Boxing and Unboxing (as and is operator) in Csharp cover image

Boxing and Unboxing (as and is operator) in C#

In C#, there exists the value types & the reference types.

Value types are the ones stored in the stack memory like the int, bool, float, double etc.

Reference types are the ones stored in heap memory with their reference stored in the stack memory like objects.

stack vs heap memory representation

There are cases when we need to cast value types to reference types & vice versa. A similar case could be saving some integer data in a list of objects.

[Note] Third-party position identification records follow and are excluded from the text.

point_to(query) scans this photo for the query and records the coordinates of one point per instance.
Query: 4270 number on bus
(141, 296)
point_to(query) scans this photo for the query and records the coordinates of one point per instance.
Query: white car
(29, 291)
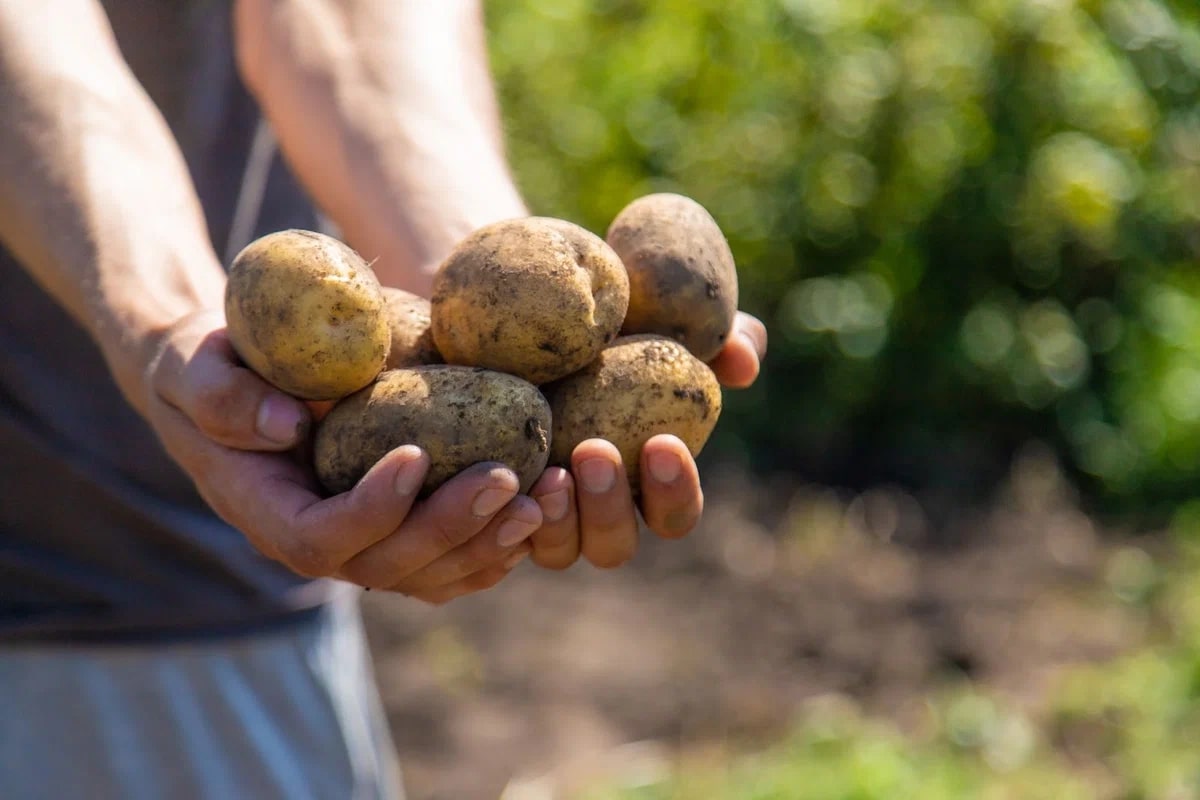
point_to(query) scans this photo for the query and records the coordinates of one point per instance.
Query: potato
(640, 386)
(305, 312)
(683, 282)
(459, 415)
(412, 341)
(534, 296)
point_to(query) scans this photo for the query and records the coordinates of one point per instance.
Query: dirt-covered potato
(459, 415)
(306, 313)
(412, 341)
(683, 282)
(534, 296)
(639, 388)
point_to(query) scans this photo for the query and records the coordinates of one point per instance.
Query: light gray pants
(287, 715)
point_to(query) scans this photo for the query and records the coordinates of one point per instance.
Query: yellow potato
(305, 312)
(459, 415)
(683, 282)
(535, 298)
(412, 341)
(639, 388)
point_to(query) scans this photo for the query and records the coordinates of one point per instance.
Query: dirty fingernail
(598, 475)
(412, 473)
(489, 501)
(280, 420)
(553, 505)
(665, 467)
(514, 531)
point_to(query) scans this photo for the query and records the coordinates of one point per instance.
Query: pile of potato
(539, 335)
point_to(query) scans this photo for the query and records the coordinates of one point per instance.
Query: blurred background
(952, 543)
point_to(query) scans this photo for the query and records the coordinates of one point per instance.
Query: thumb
(198, 372)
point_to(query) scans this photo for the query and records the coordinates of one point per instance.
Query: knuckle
(557, 560)
(610, 559)
(217, 405)
(484, 579)
(553, 537)
(307, 558)
(447, 533)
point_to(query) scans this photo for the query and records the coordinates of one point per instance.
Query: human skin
(385, 112)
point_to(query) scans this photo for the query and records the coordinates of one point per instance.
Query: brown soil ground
(784, 594)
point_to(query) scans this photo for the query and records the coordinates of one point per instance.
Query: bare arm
(95, 198)
(387, 113)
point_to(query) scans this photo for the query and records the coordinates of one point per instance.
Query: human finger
(606, 513)
(556, 545)
(456, 511)
(739, 361)
(197, 372)
(672, 499)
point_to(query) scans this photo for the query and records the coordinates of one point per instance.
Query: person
(178, 606)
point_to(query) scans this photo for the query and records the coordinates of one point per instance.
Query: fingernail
(493, 498)
(750, 342)
(280, 420)
(514, 531)
(516, 558)
(412, 473)
(553, 505)
(665, 467)
(598, 475)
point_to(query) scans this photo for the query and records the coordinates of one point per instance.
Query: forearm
(385, 110)
(95, 199)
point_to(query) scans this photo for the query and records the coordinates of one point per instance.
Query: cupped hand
(591, 510)
(232, 433)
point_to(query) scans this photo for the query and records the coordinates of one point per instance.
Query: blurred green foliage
(966, 223)
(1119, 731)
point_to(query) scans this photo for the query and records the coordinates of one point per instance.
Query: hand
(594, 513)
(231, 432)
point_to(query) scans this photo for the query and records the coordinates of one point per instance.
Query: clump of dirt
(785, 593)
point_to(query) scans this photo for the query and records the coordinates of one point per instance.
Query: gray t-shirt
(100, 531)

In this case, we need to cast integer (value type) to object (reference type).

Boxing

This concept is called as boxing i.e. converting a value type to a reference type to be used as a reference type.

boxing integer to object

Consider a scenario we are having a List<object> & we have an integer value. We want to save that integer value in the list of objects. To do so, we will save the integer value type as an object that we can add to the list.

Since the object is the base class for all types, we can box the integer to object. For boxing to be done, the types need to be in the same hierarchy.

int value = 5;

Object obj = (object)value; //boxing - casting the integer to object type

Now, we can add this variable obj to the list.

So what happened here?

The integer named value was stored originally in the stack memory. When we execute the next statement, a new object was created in the heap memory with its reference kept in the stack memory by the variable named obj.

It created a reference type for a value type.

A new copy of integer was copied to the object obj 

int value = 5;
Object obj = value;
value = 6;

Console.WriteLine(obj);

Printing the value of obj even after changing the original value printed the output as 5.

Unboxing

When getting back the object from the list as object type, to assign it to an integer type, we need to unbox the parent type to a more specific type.

To assign an object to an integer type, we need to cast it to int type. This casting is called unboxing.

unboxing object to integer

To unbox the object to an integer type, we write the following statement:

int unboxedValue = (int)obj;

Here, we cast the object to int type to store its value in the unboxedValue variable.

In this statement, it uses the object obj to get its value from the heap & we store its value in the value type variable unboxedVariable.

We can unbox the value to integer type only as it was originally the integer type that was boxed into the object type. We will get an invalid cast exception if we unbox it to some other type.

While unboxing it to some other type, we get an invalid cast exception.

See the image below showing the exception, when trying to cast the object obj to float type:

invalid cast exception

as/is operator

To prevent this invalid cast exception, we use the as or is operator.

The is operator

The is operator returns a boolean value. It checks if an object can be casted to another type & returns a boolean value. It returns the boolean value after trying the casting operation. If the casting is successful, it returns true else it returns false.

is operator functioning

int unboxedValue;
if (obj is int)
{
    unboxedValue = (int)obj;
}

The as operator

The as operator returns the casted value if the value can be casted to a specific type, else it returns null.

var unboxedValue = obj as int;

If obj can be casted to int, it will assign the integer value to variable unboxedVariable, else it will assign a null value to the unboxedValue.

as operator functioning

int? unboxedvalue = obj as int?;

Which one to use?

as operator is preferred to use over is operator. The as operator involved only one casting operation to get the unboxed value whereas using the is operator castes the value twice, once to check if it can be casted, second to actually cast the object.